Addressing Food Insecurity as an MFI

Of course, even as they deepen our understanding of food insecurity among our clients, the technicalities of our statistical modeling should not overshadow the human toll when an entire class of women are going to bed hungry, or the terrible implications for the health and wellbeing of their families.

World leaders are calling for urgent action, warning that for each percentage point increase in food prices, 10 million people are forced into extreme poverty.

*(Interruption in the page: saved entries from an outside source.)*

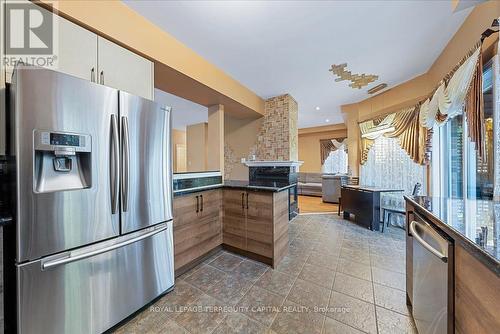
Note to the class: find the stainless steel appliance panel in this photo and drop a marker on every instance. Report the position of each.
(146, 197)
(92, 289)
(432, 256)
(53, 221)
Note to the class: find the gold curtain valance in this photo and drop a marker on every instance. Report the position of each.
(329, 145)
(460, 91)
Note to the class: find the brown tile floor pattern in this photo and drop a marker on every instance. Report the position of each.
(337, 278)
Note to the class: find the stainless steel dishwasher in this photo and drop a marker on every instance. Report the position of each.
(432, 278)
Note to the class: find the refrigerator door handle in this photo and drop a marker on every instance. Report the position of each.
(125, 163)
(114, 164)
(72, 258)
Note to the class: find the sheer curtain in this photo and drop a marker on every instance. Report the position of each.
(336, 163)
(389, 166)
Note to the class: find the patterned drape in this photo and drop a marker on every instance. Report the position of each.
(329, 145)
(460, 91)
(405, 126)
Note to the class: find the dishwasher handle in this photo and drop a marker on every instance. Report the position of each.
(72, 258)
(424, 243)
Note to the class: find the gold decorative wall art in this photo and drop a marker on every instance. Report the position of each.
(357, 80)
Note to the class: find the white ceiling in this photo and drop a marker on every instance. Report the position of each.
(184, 112)
(276, 47)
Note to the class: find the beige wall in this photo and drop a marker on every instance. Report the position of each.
(240, 139)
(178, 138)
(416, 89)
(196, 143)
(309, 149)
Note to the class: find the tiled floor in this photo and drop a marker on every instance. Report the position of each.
(337, 278)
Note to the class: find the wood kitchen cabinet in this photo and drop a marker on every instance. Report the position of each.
(84, 54)
(253, 223)
(122, 69)
(197, 226)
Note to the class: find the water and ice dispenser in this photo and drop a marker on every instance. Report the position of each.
(63, 161)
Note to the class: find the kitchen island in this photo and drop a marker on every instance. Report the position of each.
(472, 229)
(243, 217)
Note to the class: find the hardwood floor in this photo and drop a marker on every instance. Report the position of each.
(311, 204)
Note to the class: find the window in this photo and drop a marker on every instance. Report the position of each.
(389, 166)
(457, 170)
(336, 163)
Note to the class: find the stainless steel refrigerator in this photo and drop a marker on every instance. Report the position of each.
(93, 202)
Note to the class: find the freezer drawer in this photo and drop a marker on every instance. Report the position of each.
(92, 289)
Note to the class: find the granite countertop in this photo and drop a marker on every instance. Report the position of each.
(373, 189)
(463, 220)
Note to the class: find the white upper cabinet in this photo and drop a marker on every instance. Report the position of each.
(123, 69)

To address the issue of food insecurity among our clients, FINCA is strengthening its focus on financial health and resilience across many areas, especially product development, service delivery and research.  We aim to help customers avoid hunger by enabling them to build wealth and manage financial resources. We are also devoting more resources to sectors directly related to food production, such as agriculture, food processing and distribution, while investing in technologies that help us serve people in remote areas. 

While the COVID-19 pandemic was a once-in-a-generation event, affecting everyone at the same time, food insecurity will be a more localized and seasonal problem, impacting certain households and countries more than others. The scale of the challenge may be smaller than a pandemic, but its worst effects could be even more severe. Our response to food insecurity and hunger must consider the risk factors that predict who will be affected the most.